Analytical philosophers consider this as a shortcoming of the natural language and try to analyse sentences of the natural language in relationships between unambiguously defined concepts. A hopeless project, because the ambiguity of the concepts and the variation in meaning between different persons are not just a characteristic of the natural language, but even an essential aspect of the conceptual system of man. In trying to understand that system, the 'mistakes' of the natural language must not be brushed away. Instead those should be studied and one should try to understand how it's possible to communicate well with one another while the words used by each of them partially have different meanings.

4.3 Concepts

In order to do so I use the notion concept, a well-known notion in both linguistics, psychology and philosophy. It stands for an idea, a state of our mind. The philosophers describe the concepts mainly in relation between at one hand words - the names we use - and at the other hand objects which are indicated with them. For example this chapter's 'chair' is an idea or concept we have in our head in relation with both the word "chair" and the physical chair, the object.

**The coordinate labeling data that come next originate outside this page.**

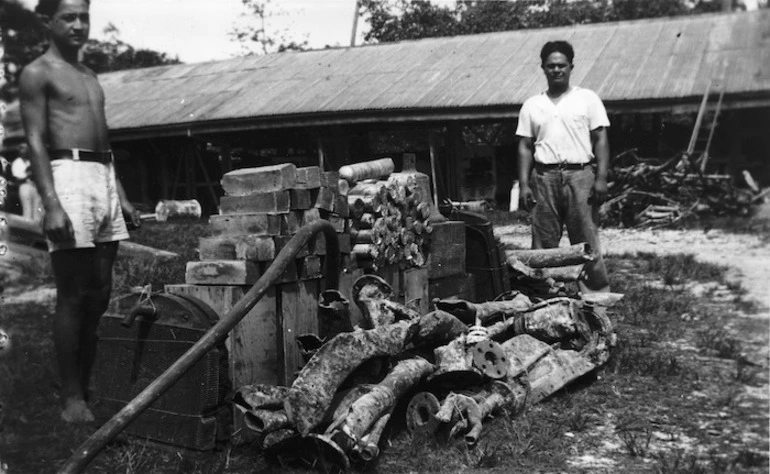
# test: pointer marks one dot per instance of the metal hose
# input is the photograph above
(93, 445)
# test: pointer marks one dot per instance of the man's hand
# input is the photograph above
(57, 225)
(599, 192)
(131, 215)
(526, 198)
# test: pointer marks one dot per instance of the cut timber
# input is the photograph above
(308, 177)
(238, 247)
(556, 257)
(291, 222)
(312, 392)
(256, 223)
(300, 199)
(341, 207)
(447, 250)
(310, 267)
(252, 349)
(331, 180)
(277, 201)
(554, 371)
(298, 314)
(324, 199)
(367, 170)
(246, 181)
(222, 272)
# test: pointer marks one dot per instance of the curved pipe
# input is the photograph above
(91, 447)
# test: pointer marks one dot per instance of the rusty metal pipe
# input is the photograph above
(91, 447)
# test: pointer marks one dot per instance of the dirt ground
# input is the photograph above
(669, 423)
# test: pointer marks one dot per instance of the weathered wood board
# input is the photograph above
(254, 223)
(275, 202)
(222, 272)
(297, 315)
(246, 181)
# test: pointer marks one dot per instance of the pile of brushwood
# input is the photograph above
(655, 193)
(436, 374)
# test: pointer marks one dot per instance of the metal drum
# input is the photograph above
(140, 336)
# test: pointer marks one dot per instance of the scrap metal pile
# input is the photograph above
(654, 193)
(442, 372)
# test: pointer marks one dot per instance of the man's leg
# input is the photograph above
(546, 216)
(583, 226)
(97, 301)
(73, 274)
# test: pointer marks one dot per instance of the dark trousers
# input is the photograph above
(563, 200)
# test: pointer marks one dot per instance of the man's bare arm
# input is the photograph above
(602, 153)
(526, 196)
(32, 91)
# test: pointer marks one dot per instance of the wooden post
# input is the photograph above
(432, 145)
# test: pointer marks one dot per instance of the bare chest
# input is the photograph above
(74, 90)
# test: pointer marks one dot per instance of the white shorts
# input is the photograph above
(89, 195)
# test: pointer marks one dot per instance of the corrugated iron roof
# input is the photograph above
(669, 59)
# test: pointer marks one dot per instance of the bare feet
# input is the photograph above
(76, 411)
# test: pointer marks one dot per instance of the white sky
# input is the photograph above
(197, 30)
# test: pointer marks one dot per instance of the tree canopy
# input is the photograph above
(398, 20)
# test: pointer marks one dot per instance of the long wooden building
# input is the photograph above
(182, 126)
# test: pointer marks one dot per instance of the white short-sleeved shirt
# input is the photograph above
(562, 132)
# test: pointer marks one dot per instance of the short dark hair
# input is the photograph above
(562, 47)
(49, 7)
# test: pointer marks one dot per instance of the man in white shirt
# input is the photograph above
(563, 136)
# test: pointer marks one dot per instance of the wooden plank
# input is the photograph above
(392, 275)
(337, 222)
(259, 248)
(308, 177)
(255, 223)
(246, 181)
(298, 314)
(458, 286)
(446, 254)
(416, 289)
(323, 199)
(331, 180)
(273, 202)
(311, 215)
(282, 240)
(252, 344)
(291, 222)
(222, 272)
(300, 199)
(347, 279)
(341, 206)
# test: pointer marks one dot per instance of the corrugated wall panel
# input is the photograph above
(649, 59)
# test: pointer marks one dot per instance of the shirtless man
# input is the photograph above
(62, 108)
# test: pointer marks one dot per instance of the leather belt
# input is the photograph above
(77, 154)
(562, 166)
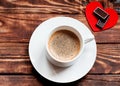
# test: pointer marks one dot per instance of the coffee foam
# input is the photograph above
(64, 45)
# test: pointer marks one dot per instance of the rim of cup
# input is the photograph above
(73, 30)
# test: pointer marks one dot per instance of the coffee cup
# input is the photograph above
(65, 43)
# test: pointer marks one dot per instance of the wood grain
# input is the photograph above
(48, 6)
(37, 80)
(15, 66)
(14, 58)
(13, 50)
(42, 6)
(19, 27)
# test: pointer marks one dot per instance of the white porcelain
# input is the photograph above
(37, 52)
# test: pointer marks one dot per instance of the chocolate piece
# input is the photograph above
(101, 13)
(102, 16)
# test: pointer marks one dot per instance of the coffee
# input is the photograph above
(64, 45)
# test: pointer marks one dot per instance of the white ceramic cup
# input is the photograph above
(77, 32)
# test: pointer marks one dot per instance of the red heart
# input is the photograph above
(92, 20)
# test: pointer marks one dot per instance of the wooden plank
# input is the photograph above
(15, 66)
(48, 6)
(13, 50)
(14, 59)
(37, 80)
(19, 27)
(108, 59)
(42, 6)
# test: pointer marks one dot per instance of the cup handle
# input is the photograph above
(89, 40)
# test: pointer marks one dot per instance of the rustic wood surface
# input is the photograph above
(18, 20)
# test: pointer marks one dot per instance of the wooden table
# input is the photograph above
(18, 20)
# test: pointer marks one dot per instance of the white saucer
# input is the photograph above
(53, 73)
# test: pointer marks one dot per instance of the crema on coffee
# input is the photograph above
(64, 45)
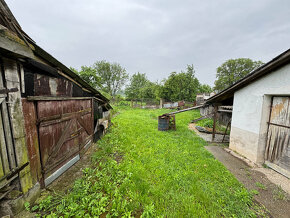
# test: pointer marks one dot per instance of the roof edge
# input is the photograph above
(274, 64)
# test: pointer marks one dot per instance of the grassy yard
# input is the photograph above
(140, 171)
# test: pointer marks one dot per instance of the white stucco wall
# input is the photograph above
(251, 113)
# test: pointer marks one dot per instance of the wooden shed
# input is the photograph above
(49, 115)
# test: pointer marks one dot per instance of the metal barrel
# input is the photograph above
(163, 123)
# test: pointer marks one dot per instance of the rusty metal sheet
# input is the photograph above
(31, 138)
(64, 128)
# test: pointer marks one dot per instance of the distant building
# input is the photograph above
(260, 126)
(202, 97)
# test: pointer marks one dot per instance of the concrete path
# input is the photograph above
(269, 194)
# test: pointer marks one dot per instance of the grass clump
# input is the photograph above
(260, 186)
(140, 171)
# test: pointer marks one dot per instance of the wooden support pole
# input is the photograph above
(226, 129)
(214, 122)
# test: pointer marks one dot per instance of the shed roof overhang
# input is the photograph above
(265, 69)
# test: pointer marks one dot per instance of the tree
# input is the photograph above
(112, 76)
(204, 88)
(181, 86)
(233, 70)
(134, 90)
(89, 75)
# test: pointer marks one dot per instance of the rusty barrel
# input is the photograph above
(163, 123)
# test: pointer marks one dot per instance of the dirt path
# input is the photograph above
(269, 194)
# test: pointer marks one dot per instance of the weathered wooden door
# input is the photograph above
(64, 128)
(278, 141)
(8, 165)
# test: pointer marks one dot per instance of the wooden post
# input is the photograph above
(161, 103)
(226, 129)
(214, 122)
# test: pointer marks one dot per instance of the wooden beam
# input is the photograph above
(214, 122)
(55, 98)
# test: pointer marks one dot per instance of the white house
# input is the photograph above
(260, 128)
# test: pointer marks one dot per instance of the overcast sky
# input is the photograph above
(157, 37)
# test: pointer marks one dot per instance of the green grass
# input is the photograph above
(142, 171)
(260, 186)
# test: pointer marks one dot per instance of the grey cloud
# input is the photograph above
(157, 37)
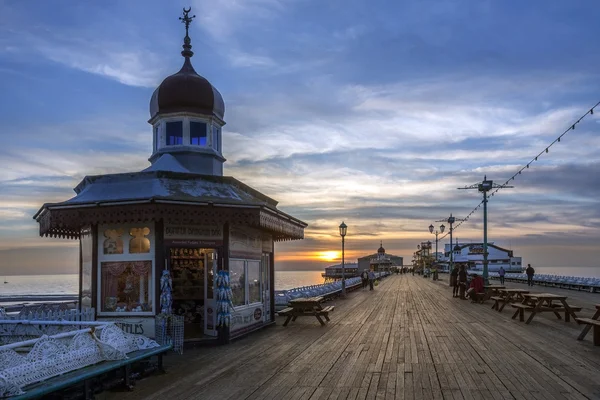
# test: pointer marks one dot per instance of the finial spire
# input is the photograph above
(187, 46)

However, I change the usual content of the notion concept.
First, I do not limit myself to so-called lexical concepts, concepts which are connected to a word or a sentence. For me, an unnamed dream is a concept too, as is a pebble on the street at which I focus my attention.
Secondly I don't make any connection between concepts with objects in reality. Thus, I don't answer the question whether or not the pebble is something in a truly existing world just as we observe in our mind the concept of a ghost without ever us wondering whether or not it has a relation with a real existing ghost. For me, a concept is just a state of my mind. If others possess concepts too, which I assume, it concerns concepts in their minds. By the way I'll define it, I create a fundamentally different meaning of concept than is known and common in philosophy.